Je repris enfin mes esprits et chuchotai à son intention. Peut-être les wyvernes parlaient-elles, selon des règles de ce monde que je n'avais pas encore toutes saisies.
« C'est impossible. Une wyverne qui parle, tu trouves que ça a du sens ? »
Harry me regarda d'un air navré, comme si je disais n'importe quoi. Mais celle qui se tenait devant nous parlait très bien, non ? Je la montrai du doigt, alors qu'elle nous observait fièrement, et m'exclamai :
« Mais cette wyverne-là est juste devant toi ! »
« Justement, ce type est une exception. C'est une créature qui vit depuis plus longtemps que moi. À cet âge-là, apprendre à parler n'a rien d'étonnant. »
Harry haussa les épaules et fit un pas en avant.
« Pourquoi es-tu venu ici ? »
Il s'adressait à l'énorme wyverne avec une familiarité déconcertante.
« Tu te tenais toujours à l'écart de la horde comme un original, et tu ne quittais jamais le Sud. »
« Morts. Amis. Beaucoup. Je ne sais pas pourquoi. Tout à coup. Pourquoi ? Il me faut. Une raison. »
« Il te faut une raison ? Les démons n'ont pas besoin de raison pour tuer. Nous tuons, c'est tout. »
« Mais. La contractante. Humaine. Différente. Il faut. Une raison. »
Le regard de la wyverne, qui parlait en fixant Harry, se tourna vers moi. Ses phrases n'étaient guère fluides, mais on comprenait sans peine le fond. Elle devait demander pourquoi Harry s'était mis d'un coup à tuer des wyvernes.

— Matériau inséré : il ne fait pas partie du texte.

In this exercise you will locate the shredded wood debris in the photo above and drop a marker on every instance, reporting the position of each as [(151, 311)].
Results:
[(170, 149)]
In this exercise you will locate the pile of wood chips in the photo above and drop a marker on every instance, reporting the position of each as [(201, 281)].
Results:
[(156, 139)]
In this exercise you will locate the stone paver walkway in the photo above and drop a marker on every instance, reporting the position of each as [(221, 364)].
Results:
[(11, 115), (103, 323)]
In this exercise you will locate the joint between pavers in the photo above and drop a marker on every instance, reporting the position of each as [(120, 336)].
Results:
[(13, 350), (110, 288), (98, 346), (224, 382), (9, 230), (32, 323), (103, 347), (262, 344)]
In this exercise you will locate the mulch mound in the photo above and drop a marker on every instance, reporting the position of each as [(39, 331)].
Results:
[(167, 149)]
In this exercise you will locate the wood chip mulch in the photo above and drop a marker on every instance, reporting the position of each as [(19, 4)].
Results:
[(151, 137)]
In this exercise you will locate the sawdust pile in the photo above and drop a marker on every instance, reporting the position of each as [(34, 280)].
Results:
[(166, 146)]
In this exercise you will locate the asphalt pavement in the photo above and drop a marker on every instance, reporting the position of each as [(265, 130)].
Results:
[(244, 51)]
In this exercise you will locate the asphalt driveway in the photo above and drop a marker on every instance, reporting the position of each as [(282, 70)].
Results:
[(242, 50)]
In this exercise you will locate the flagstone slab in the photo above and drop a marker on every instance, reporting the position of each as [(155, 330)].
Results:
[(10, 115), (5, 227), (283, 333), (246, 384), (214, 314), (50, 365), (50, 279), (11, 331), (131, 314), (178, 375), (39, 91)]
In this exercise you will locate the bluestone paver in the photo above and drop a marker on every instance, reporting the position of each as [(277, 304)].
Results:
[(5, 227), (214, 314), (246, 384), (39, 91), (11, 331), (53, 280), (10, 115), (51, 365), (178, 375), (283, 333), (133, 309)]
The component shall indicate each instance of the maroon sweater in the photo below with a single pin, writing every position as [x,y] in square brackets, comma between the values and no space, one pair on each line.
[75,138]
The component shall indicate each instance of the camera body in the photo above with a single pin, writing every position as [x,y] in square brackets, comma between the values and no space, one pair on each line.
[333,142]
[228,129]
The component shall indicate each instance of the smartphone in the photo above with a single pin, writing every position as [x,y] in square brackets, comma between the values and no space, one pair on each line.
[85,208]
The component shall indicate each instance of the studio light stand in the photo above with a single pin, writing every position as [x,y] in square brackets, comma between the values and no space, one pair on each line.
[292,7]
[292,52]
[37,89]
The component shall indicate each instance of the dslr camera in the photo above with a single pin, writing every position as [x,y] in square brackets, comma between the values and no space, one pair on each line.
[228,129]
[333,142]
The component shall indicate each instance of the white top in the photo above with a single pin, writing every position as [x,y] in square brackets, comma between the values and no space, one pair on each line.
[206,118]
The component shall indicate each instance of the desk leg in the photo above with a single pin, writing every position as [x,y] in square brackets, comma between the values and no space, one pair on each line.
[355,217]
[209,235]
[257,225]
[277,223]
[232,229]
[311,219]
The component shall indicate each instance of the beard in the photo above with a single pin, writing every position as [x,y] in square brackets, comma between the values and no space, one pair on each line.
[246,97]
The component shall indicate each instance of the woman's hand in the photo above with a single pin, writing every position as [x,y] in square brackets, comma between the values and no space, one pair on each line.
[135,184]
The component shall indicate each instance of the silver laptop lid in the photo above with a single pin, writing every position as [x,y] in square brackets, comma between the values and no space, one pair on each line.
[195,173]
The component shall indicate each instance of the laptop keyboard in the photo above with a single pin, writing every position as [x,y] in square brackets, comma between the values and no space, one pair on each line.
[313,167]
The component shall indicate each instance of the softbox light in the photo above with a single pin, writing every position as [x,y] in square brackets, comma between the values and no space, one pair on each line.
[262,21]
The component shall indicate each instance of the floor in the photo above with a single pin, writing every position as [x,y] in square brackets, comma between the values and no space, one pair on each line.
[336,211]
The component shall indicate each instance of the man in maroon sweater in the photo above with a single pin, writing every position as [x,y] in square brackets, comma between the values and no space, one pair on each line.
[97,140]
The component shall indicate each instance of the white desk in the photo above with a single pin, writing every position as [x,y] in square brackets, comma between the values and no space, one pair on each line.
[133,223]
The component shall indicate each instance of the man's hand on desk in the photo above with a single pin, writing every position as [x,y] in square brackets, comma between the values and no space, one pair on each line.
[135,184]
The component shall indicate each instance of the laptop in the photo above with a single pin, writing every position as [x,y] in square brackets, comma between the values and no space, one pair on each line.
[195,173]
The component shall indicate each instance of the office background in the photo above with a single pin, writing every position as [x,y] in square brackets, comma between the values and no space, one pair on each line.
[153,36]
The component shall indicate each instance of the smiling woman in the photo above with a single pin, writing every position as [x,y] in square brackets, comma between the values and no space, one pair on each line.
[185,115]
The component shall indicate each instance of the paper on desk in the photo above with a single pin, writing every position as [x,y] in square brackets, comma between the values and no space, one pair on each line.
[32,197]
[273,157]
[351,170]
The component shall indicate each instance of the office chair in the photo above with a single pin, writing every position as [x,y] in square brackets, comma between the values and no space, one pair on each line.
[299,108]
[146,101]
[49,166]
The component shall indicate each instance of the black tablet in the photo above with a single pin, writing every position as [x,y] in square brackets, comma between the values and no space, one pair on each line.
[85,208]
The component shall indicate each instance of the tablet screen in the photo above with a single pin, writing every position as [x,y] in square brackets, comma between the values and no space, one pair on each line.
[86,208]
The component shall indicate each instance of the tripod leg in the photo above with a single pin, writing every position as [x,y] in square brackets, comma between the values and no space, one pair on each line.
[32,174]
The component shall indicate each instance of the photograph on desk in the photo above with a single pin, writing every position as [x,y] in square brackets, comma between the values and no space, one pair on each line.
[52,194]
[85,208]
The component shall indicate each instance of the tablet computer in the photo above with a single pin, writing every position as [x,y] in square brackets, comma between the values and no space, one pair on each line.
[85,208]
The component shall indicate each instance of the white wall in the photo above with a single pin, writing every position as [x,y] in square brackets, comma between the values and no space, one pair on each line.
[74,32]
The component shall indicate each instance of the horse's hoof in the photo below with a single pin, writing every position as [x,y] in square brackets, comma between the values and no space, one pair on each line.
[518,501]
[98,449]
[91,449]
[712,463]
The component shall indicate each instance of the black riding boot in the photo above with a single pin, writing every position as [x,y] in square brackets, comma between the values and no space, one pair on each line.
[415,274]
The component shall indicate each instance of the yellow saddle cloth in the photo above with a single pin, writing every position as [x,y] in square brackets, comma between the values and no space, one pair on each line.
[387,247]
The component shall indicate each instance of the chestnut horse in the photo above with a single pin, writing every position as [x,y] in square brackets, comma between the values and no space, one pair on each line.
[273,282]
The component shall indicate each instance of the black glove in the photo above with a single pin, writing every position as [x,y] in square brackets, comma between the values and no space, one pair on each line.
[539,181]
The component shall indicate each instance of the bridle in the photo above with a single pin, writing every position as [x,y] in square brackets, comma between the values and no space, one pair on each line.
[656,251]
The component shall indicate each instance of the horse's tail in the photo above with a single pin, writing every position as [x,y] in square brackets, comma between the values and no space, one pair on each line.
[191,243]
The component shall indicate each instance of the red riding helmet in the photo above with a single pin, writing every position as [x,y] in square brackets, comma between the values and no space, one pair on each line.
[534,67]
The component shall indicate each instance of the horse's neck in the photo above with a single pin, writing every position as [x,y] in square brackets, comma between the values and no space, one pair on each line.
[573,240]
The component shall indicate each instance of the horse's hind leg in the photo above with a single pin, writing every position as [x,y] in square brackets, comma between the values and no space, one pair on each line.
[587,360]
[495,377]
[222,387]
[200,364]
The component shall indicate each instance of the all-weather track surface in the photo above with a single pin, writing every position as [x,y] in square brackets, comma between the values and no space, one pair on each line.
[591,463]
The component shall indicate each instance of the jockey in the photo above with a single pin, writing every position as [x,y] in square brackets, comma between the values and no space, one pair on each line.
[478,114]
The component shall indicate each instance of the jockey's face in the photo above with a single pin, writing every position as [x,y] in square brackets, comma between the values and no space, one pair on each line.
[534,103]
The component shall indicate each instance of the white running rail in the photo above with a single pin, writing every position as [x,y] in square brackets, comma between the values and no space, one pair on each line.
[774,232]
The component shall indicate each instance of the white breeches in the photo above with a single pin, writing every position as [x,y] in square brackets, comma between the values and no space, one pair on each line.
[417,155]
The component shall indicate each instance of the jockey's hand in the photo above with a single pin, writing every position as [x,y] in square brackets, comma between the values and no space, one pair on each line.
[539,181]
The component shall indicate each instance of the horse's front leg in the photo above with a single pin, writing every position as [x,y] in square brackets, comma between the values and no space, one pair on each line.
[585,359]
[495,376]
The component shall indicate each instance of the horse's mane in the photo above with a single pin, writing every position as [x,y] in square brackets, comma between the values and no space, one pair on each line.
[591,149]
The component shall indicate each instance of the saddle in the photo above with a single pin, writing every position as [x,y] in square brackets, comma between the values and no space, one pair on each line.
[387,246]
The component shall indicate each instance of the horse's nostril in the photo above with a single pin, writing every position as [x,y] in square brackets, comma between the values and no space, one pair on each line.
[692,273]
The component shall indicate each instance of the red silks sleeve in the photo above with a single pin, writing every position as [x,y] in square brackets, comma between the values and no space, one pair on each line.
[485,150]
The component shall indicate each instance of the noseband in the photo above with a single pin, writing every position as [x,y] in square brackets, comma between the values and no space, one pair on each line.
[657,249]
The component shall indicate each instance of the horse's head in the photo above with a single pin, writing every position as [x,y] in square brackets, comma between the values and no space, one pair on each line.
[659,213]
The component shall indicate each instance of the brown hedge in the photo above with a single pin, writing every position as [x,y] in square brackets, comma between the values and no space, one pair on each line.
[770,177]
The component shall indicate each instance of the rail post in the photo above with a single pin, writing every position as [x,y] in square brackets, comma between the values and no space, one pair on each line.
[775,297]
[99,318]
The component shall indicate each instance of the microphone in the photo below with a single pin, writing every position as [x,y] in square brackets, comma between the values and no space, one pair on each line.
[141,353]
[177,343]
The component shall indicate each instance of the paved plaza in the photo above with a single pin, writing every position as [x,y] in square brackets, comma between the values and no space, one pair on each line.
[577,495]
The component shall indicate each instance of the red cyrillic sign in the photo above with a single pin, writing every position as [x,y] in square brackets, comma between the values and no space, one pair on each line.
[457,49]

'Je ne m'attendais pas à ce qu'une wyverne me demande des comptes sur le massacre.'
Si j'avais su que cela arriverait, je n'aurais pas proposé de tuer des wyvernes pour satisfaire nos besoins. Je ne suis pas une grande amie des animaux, mais je ne pouvais pas ne pas me sentir coupable d'avoir tué une créature assez intelligente pour converser avec moi. Mal à l'aise, je me grattai la joue.
« Les démons ont besoin de tuer pour apaiser leur désir. Mais je ne peux pas dire à un démon de tuer des humains, et je ne peux pas non plus lui demander de se retenir indéfiniment. Il a même essayé de me manger... J'ai cherché une solution, et les wyvernes étaient tout près, alors... »
Me voilà à bredouiller des excuses devant une wyverne géante. Je n'en avais donné aucune aux poissons de Catherine, qui me harcelaient sans arrêt parce que je m'en prenais à leur bien-aimée.
Mais le cas était différent. C'était un vrai accident dont j'étais responsable, il fallait donc que je l'assume.
'Si je ne reconnais pas mes torts, je ne vaux pas mieux qu'une ordure.'
À cette pensée, j'éprouvai de la gêne à lui parler. La wyverne se tourna vers Harry en me laissant poursuivre mes explications embarrassées.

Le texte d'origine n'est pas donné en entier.